Année A : samedi de la 30e semaine du temps ordinaire (litao30s.23)
Lc 14, 1.7-11 : le phénomène Jésus.
Que l’aventure commence. Jésus propose un nouvel art de vivre, celui ni de descendre plus bas ni de monter plus haut, mais celui de l’entraide, de l’égalité. Il inaugure un mouvement collectif, un mouvement citoyen dirions-nous, pour remplacer nos regards de bas en haut ou de haut en bas, pour celui de se prendre la main, de vivre main dans la main et décider ensemble ce qui est meilleur et d’en faire l’expérience.
Ce mouvement où chacun prend sa place ne vise pas l’obtention de plus de pouvoir, seulement de plus d’auto-responsabilité. Chacun est fait part. C’est vivre en mode synodalité, la manière privilégiée de Jésus. Le seul futur envisageable pour Jésus est celui de la fraternité. Il remplace le mot coopération par coresponsabilité.
Ce qu’évoque Jésus dans cette parabole, c’est lui-même. Lui qui, invité dans l’humanité, s’est ingénié à y prendre simplement sa place, celle non d’écraser les autres par son pouvoir, mais de vivre une solidarité sans faille. C’est pourquoi Dieu l’a exalté et lui a donné le Nom qui est au-dessus de tout nom (Ph.2,9). Il a osé la bienveillance (Lytta Basset), un mouvement qui part du cœur et arrive aux yeux, aux oreilles et aux mains. Se servir de nos yeux pour voir l’autre, de nos oreilles pour l’écouter, de nos mains pour lui exprimer notre tendresse, c’est ça l’humilité. C’est oser exister en relation avec les autres.
Pour Jésus, toute vie humaine, pas seulement la vie chrétienne, inclut tout le monde et chacun est coresponsable des autres. Dans la joie de l’évangile, le pape affirme que nous sommes tous connectés les uns aux autres. Charles de Foucauld reconnaît que personne ne peut agir comme Jésus ni ne peut lui enlever sa joie de n’être que solidaire de tout le monde. Frère universel.
En accueillant le pape François à Washington, le président Obama disait : l’excitation de votre visite doit être attribuée non seulement au rôle que vous jouez comme pape, mais à vos qualités uniques en tant que personne. Dans votre humilité, votre simplicité, dans la gentillesse de vos paroles et la générosité de votre esprit, nous voyons en vous un exemple vivant des enseignements de Jésus […] vous bousculez notre autosatisfaction[1]. Que votre lumière luise ainsi devant les hommes afin qu’ils voient vos bonnes œuvres et qu’ils glorifient votre Père qui est dans les cieux (Mt 5,15).
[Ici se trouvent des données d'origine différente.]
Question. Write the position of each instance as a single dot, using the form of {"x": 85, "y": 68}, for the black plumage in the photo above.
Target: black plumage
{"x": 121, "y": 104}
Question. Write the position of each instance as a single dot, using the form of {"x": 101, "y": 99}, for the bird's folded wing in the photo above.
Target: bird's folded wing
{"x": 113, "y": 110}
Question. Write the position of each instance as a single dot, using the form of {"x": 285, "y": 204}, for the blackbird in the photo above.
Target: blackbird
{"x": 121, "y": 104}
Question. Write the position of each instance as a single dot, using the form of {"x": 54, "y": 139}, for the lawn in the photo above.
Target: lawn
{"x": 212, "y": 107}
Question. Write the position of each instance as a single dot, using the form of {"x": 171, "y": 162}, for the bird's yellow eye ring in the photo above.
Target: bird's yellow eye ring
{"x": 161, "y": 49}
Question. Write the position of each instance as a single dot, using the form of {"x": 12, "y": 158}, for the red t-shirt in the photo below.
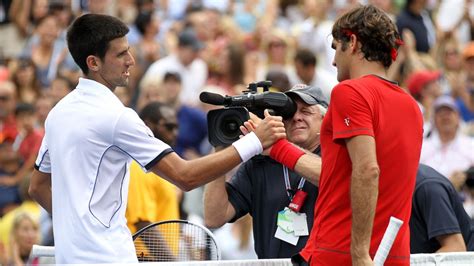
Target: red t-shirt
{"x": 376, "y": 107}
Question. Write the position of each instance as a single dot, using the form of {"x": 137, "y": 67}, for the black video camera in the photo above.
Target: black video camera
{"x": 224, "y": 124}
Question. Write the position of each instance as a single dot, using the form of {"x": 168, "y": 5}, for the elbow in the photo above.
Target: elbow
{"x": 211, "y": 224}
{"x": 33, "y": 192}
{"x": 370, "y": 172}
{"x": 186, "y": 184}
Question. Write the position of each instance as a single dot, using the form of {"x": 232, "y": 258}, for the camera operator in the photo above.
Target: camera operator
{"x": 264, "y": 187}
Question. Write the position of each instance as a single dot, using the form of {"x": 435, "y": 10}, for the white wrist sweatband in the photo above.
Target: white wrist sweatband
{"x": 248, "y": 146}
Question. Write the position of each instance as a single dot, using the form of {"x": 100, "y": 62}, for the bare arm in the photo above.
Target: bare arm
{"x": 188, "y": 175}
{"x": 40, "y": 189}
{"x": 364, "y": 193}
{"x": 451, "y": 243}
{"x": 308, "y": 165}
{"x": 217, "y": 208}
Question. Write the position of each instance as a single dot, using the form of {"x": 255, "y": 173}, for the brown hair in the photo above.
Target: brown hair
{"x": 375, "y": 31}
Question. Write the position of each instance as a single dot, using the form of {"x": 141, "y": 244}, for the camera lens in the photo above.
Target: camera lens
{"x": 230, "y": 126}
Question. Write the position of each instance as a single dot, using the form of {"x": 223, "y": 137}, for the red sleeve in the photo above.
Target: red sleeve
{"x": 351, "y": 112}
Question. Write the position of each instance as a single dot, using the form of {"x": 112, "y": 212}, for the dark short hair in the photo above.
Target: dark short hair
{"x": 375, "y": 31}
{"x": 90, "y": 34}
{"x": 305, "y": 57}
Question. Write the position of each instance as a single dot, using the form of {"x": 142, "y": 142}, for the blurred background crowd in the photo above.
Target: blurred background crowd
{"x": 184, "y": 47}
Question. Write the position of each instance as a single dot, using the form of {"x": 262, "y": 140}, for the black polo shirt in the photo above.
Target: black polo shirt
{"x": 436, "y": 210}
{"x": 258, "y": 188}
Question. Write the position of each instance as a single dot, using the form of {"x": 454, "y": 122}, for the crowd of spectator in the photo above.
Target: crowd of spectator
{"x": 184, "y": 47}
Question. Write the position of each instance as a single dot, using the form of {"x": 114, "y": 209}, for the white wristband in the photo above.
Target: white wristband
{"x": 248, "y": 146}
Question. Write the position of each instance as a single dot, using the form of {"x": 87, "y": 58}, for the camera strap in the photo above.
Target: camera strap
{"x": 289, "y": 191}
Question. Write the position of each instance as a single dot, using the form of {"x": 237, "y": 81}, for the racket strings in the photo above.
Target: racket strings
{"x": 175, "y": 242}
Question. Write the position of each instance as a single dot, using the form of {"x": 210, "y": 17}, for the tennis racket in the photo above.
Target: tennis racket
{"x": 175, "y": 240}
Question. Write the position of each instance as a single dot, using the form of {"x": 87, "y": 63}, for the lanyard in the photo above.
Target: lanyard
{"x": 288, "y": 185}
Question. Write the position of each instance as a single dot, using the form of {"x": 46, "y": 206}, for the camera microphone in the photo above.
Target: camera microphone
{"x": 211, "y": 98}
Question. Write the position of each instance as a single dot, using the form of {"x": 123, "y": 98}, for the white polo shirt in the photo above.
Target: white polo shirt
{"x": 90, "y": 140}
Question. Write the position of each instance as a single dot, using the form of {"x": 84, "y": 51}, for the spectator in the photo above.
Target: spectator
{"x": 424, "y": 86}
{"x": 26, "y": 81}
{"x": 186, "y": 62}
{"x": 279, "y": 79}
{"x": 147, "y": 50}
{"x": 438, "y": 222}
{"x": 24, "y": 234}
{"x": 47, "y": 51}
{"x": 464, "y": 91}
{"x": 60, "y": 87}
{"x": 27, "y": 206}
{"x": 415, "y": 18}
{"x": 8, "y": 129}
{"x": 447, "y": 149}
{"x": 307, "y": 73}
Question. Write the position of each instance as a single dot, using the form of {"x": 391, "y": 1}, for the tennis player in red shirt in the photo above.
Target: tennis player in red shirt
{"x": 371, "y": 140}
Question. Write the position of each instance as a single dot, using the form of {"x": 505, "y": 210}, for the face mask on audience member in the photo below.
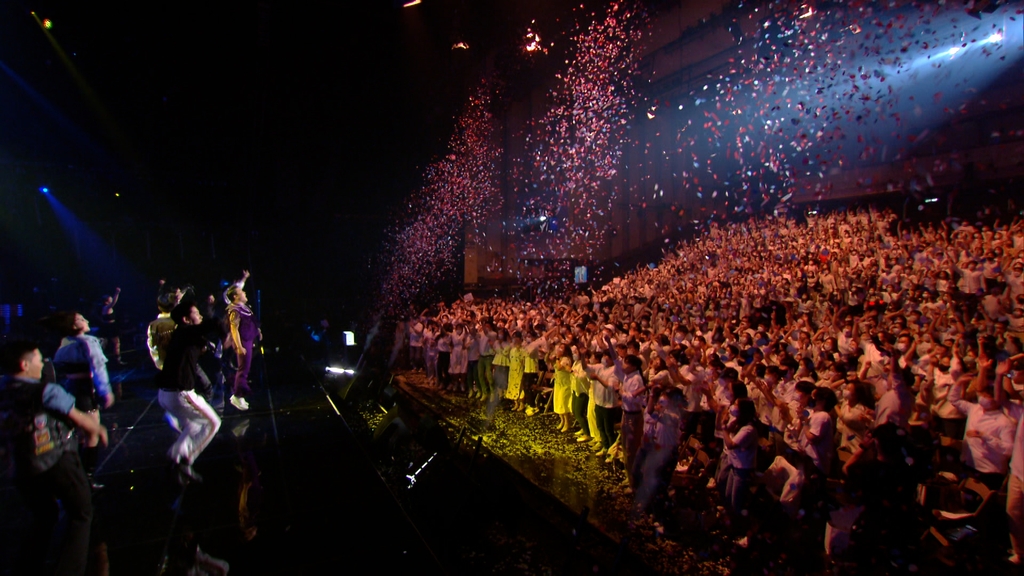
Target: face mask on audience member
{"x": 987, "y": 403}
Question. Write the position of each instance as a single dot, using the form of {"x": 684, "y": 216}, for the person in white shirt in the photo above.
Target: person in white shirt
{"x": 988, "y": 440}
{"x": 817, "y": 432}
{"x": 740, "y": 453}
{"x": 603, "y": 384}
{"x": 1015, "y": 485}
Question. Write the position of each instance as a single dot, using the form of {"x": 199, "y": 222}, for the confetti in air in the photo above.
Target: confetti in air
{"x": 811, "y": 92}
{"x": 460, "y": 190}
{"x": 579, "y": 142}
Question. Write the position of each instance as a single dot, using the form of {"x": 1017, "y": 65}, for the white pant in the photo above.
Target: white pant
{"x": 197, "y": 420}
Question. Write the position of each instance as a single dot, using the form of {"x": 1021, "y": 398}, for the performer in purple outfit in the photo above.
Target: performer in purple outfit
{"x": 244, "y": 332}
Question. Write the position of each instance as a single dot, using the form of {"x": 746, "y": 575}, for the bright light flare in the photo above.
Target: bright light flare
{"x": 534, "y": 42}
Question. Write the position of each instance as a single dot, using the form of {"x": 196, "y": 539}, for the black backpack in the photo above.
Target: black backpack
{"x": 39, "y": 437}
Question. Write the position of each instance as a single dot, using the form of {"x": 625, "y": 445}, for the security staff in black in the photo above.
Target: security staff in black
{"x": 37, "y": 421}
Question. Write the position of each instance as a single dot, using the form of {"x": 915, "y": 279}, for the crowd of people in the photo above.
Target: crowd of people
{"x": 847, "y": 356}
{"x": 44, "y": 406}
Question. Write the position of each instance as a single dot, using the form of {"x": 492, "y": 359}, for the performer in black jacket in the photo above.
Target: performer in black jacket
{"x": 197, "y": 419}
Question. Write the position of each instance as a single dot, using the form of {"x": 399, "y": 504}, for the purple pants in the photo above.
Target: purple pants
{"x": 241, "y": 387}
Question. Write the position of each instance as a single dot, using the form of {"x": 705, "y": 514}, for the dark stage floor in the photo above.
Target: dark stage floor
{"x": 287, "y": 490}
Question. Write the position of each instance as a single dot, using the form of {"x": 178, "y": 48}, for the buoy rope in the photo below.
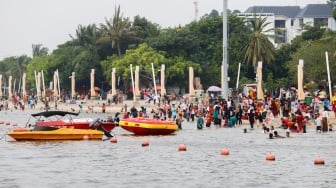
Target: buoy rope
{"x": 3, "y": 136}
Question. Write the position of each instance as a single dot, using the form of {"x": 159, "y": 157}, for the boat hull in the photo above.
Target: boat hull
{"x": 147, "y": 126}
{"x": 76, "y": 124}
{"x": 23, "y": 134}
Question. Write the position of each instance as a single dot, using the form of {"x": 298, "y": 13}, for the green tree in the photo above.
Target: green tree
{"x": 115, "y": 29}
{"x": 87, "y": 57}
{"x": 39, "y": 50}
{"x": 259, "y": 47}
{"x": 313, "y": 54}
{"x": 143, "y": 56}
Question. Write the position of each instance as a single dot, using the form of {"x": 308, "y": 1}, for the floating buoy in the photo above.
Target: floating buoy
{"x": 144, "y": 143}
{"x": 225, "y": 152}
{"x": 270, "y": 157}
{"x": 182, "y": 147}
{"x": 85, "y": 137}
{"x": 113, "y": 140}
{"x": 319, "y": 161}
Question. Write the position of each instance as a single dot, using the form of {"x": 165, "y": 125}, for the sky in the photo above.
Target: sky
{"x": 50, "y": 22}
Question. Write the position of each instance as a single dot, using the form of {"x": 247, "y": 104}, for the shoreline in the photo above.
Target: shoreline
{"x": 95, "y": 107}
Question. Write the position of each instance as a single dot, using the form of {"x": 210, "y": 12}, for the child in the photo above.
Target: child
{"x": 200, "y": 122}
{"x": 318, "y": 122}
{"x": 208, "y": 119}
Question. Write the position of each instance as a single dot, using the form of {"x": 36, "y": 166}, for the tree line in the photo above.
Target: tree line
{"x": 119, "y": 42}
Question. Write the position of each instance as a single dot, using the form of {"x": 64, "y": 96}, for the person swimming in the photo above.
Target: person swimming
{"x": 276, "y": 135}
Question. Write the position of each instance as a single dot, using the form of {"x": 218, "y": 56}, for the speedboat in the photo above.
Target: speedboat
{"x": 26, "y": 134}
{"x": 61, "y": 119}
{"x": 148, "y": 126}
{"x": 36, "y": 132}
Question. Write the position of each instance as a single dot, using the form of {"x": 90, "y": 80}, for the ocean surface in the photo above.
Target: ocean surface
{"x": 60, "y": 164}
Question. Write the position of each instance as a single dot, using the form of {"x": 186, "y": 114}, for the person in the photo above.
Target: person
{"x": 270, "y": 135}
{"x": 179, "y": 121}
{"x": 287, "y": 133}
{"x": 325, "y": 121}
{"x": 239, "y": 116}
{"x": 103, "y": 108}
{"x": 208, "y": 119}
{"x": 200, "y": 122}
{"x": 265, "y": 129}
{"x": 276, "y": 135}
{"x": 334, "y": 108}
{"x": 318, "y": 122}
{"x": 251, "y": 118}
{"x": 326, "y": 104}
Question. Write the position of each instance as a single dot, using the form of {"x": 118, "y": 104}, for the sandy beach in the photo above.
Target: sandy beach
{"x": 95, "y": 106}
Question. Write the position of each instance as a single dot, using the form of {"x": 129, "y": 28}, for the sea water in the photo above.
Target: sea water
{"x": 128, "y": 164}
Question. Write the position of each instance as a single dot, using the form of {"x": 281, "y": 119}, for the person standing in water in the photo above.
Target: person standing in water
{"x": 251, "y": 118}
{"x": 200, "y": 122}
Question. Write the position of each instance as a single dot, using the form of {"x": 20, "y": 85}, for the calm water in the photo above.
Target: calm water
{"x": 128, "y": 164}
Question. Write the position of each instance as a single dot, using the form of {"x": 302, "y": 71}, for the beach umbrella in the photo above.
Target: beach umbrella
{"x": 260, "y": 93}
{"x": 301, "y": 95}
{"x": 214, "y": 89}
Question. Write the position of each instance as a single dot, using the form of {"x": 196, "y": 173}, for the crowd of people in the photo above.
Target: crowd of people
{"x": 294, "y": 115}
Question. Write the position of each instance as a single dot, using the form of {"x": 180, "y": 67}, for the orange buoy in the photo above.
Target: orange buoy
{"x": 113, "y": 140}
{"x": 270, "y": 157}
{"x": 319, "y": 161}
{"x": 85, "y": 137}
{"x": 225, "y": 152}
{"x": 144, "y": 143}
{"x": 182, "y": 147}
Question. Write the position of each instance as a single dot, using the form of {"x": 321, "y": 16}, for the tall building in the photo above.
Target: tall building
{"x": 289, "y": 21}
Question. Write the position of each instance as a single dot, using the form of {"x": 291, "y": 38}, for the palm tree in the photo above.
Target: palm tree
{"x": 86, "y": 49}
{"x": 115, "y": 29}
{"x": 39, "y": 50}
{"x": 259, "y": 47}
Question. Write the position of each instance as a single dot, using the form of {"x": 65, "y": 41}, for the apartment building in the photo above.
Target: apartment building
{"x": 288, "y": 21}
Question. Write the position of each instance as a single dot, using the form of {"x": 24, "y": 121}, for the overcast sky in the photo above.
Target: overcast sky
{"x": 49, "y": 22}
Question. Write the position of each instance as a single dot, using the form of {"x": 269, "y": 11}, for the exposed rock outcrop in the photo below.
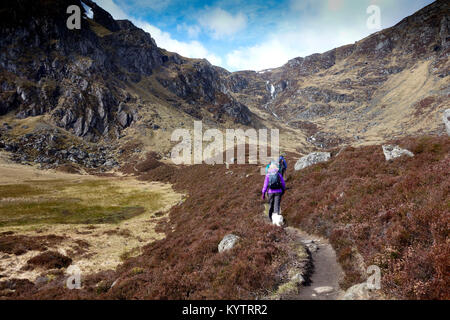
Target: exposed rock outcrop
{"x": 446, "y": 119}
{"x": 311, "y": 159}
{"x": 392, "y": 152}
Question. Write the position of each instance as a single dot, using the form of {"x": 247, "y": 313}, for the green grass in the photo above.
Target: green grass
{"x": 72, "y": 202}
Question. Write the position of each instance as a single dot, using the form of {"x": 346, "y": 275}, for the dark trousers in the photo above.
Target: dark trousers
{"x": 274, "y": 203}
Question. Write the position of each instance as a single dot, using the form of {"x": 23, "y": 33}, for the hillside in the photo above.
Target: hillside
{"x": 86, "y": 118}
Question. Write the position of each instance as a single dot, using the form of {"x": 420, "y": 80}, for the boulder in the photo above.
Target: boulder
{"x": 393, "y": 151}
{"x": 361, "y": 291}
{"x": 228, "y": 242}
{"x": 446, "y": 119}
{"x": 311, "y": 159}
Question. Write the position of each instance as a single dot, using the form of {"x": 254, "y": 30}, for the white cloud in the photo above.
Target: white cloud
{"x": 192, "y": 30}
{"x": 221, "y": 23}
{"x": 280, "y": 47}
{"x": 191, "y": 49}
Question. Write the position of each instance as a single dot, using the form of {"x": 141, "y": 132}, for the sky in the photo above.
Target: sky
{"x": 259, "y": 34}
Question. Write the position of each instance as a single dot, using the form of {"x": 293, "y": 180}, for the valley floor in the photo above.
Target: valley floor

Cette attitude de relation égalitaire, de gentillesse, de bienveillance, se dessine dans la petite voie de celle qui est la sainte la plus connue et la plus aimée dans le monde[2]. Thérèse place au centre de sa vie, l’attention aux autres jusque dans les moindres petits gestes. Le récit de sa vie nous enseigne que ce chemin est un combat contre l’amour-propre sous toutes ses formes […] et [que] je ne dois pas [lui] laisser un instant de repos (Jean XXX111). Tous les jours, observe Martin Luther, chacun s’efforce de s’élever au-dessus de sa propre condition, recherche une position honorifique, la puissance, la richesse, la domination, une vie tumultueuse et tout ce qui est grand et superbe (Martin Luther). Nous oublions que la force des chevaux n’est pas ce qu’il aime ni la vigueur des guerriers ce qui lui plait (Ps 146, 10-11).
Être à sa place. Bien vivre la place que nous avons, voilà ce que veut Jésus pour nous. La prière eucharistique IV contient une perle. Elle reprend Saint Paul : afin que notre vie ne soit plus à nous-mêmes, mais à Lui qui est mort et ressuscité pour nous et elle ajoute – et là est la perle - Il a envoyé d’auprès du Père l’Esprit-Saint.
Ce travail permanent de décentrement est l’œuvre en nous de l’Esprit de Dieu. Quand nous faisons fausse route à écouter l’Esprit de Dieu, nous tombons dans l’abîme de pouvoir sur l’autre qui engendre la violence où tout se défait. Le plus grand danger ne réside pas dans les choses, dans les réalités matérielles, dans les organisations, mais dans l’inclination de l’être humain à s’enfermer dans l’immanence de son moi, de ses intérêts mesquins. Ce n’est pas un défaut de notre époque, cela existe depuis que l’homme est homme et, avec l’aide de l’Esprit, il est possible d’y remédier (Fratelli tutti, # 166). AMEN.